A generalisation of the Fourier transform to tempered distributions on locally compact Abelian groups $G$ is straightforward whenever there is an appropriate definition of the Schwartz space on $G$. The space $\mathcal{L} (G)$ defined next is such a generalisation:
Let $\mathcal{A}(G)$ be the space of all function $f \in L^{\infty} (G)$ for which there exists a compact set $C(f) \subset G$ such that for every $n \in \mathbb{N}$ there exists a constant $C_n$ such that for each $k \in \mathbb{N}^+$
$$ \| f|_{G \setminus C(f)^k} \|_{\infty} \leq C_n k^{-n}.$$
Denote
$$\mathcal{L}(G) := \{ f \in \mathcal{A} (G) \; | \; \mathcal{F} f \in \mathcal{A} (\widehat{G}) \}. $$
The space $\mathcal{L}(G)$ was introduced by Osborne in his paper On the Schwartz–Bruhat space and the Paley-Wiener theorem for locally compact abelian groups, and it is a characterisation of the Schwartz-Bruhat space $\mathcal{S}_b (G)$, which was introduced by Bruhat's Distributions sur un group localement compact et applications sons a l'étude de représentations des groups p-adiques.

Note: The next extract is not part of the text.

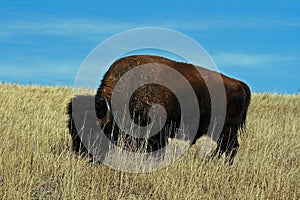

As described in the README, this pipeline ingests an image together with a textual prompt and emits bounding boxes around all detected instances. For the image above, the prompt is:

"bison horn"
[105,99,112,122]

The original definition of the Schwartz-Bruhat space given by Bruhat is probably a more straightforward generalisation of $\mathcal{S}(\mathbb{R}^n)$ since it uses so-called polynomial differential operators. However, the treatment by Bruhat uses the structure theory for locally compact Abelian groups extensively, which is clearly more involved than needed in order to define $\mathcal{S}_b (\mathbb{R})$ by Osborne's characterisation.
An English text that I would recommend for a treatment of Bruhat's original definition of the Schwartz-Bruhat space is Wawrzy´nczyk's On Tempered Distributions and Bochner-Schwartz Theorem on Arbitrary Locally Compact Abelian Groups.